There is admirable progress, but it's fragmented and unco-ordinated. What happened 40 years ago - Clean Air, Clear Water, and Endangered Species Acts - protect irreplaceable national resources. Bravo! But one-third of domestic waterways are still badly polluted, kids' breathing diseases are up, and our food production is no more sustainable than 1970 - still fossil fuel-, pesticide-, herbicide-, and chemical-fertilizer-driven, held captive by beef-, corn-, sugar- and carbohydrate-friendly manufacturing.

If we are what we eat, we are getting more, not less processed, preserved, and artificial than ever. We need more than Slow Food but a revolution in diet and farming. Obesity is an environmental marker as well as a health warning.

Fixing as Quickly as Wounding?

As filmmaker Robert Stone puts it, "global IS the new local," but are we funding the research to describe the problem, let alone solutions? Oddly, Joe Biden's measured Earth Day comments fit, "We've been celebrating Earth Day for 40 years now," but "today may be the first one where we . . . have started down the road to a real clean energy economy -- and a better world for our kids . . . the fact is we've been trying for 40 years, and we've made some progress."

The first day, some progress after 40 years. My fear is enough media "progress" to make us falsely confident we're out of the dark woods. In 40 years, as well, totally unexpected, unfixable fiascos are newly visible. The oceans are littered not only with huge islands of plastic refuge miles long by miles wide by yards deep, but packed with infinitesimal plastic smithereens in every corner of every ocean. Plastic is not good for any living creature - and these smithereens show, as with global warming, man-made stuff can insinuate the oceanic globe in a amazingly short span.

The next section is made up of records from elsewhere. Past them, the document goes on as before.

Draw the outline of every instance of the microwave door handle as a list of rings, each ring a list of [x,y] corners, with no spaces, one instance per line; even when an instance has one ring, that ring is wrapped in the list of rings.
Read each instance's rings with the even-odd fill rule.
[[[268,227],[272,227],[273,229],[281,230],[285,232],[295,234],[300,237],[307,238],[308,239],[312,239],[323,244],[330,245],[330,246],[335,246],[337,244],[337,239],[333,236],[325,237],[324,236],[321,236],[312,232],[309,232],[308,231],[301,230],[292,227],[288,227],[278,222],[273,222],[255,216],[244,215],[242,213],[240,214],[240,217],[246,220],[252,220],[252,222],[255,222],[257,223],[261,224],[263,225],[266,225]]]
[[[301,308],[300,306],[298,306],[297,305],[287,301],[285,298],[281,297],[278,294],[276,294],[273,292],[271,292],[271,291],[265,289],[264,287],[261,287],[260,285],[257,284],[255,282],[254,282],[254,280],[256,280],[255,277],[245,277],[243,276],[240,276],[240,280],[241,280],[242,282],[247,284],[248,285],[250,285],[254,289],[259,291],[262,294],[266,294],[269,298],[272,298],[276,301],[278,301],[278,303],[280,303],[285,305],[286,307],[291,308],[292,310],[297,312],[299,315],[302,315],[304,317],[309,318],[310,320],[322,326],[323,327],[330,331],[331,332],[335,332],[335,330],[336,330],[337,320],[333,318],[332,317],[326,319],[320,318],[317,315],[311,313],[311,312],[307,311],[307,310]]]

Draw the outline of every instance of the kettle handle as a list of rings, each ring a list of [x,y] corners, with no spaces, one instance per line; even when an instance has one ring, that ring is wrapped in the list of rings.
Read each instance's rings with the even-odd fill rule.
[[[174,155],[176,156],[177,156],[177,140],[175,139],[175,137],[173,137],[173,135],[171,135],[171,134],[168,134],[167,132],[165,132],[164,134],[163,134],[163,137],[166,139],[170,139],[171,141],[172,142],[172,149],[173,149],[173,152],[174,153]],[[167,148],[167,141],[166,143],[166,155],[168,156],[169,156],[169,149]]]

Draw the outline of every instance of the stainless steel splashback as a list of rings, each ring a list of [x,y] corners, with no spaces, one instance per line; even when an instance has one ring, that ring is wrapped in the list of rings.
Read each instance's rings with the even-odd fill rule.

Bottom line, invisible in open debate: can humanity put Humpty Dumpty back together in roughly the same time it took to push him off the wall - 100-150 years? That's a generous estimate for many top experts before tipping points take us over the edge. We can't complain Mother Earth isn't blaring forth countless warnings, as glaciers dissolve and temperature rises. We're getting, but not hearing the earth's blatant 9-1-1 calls. If only we respond to these flashing lights as this scared nation did to that other, remarkably similar numerical wake-up call, 9/11. Then, we have a chance to reverse trends and smell the coffee - even appreciate how much water it took to produce the grinds before we compost them all.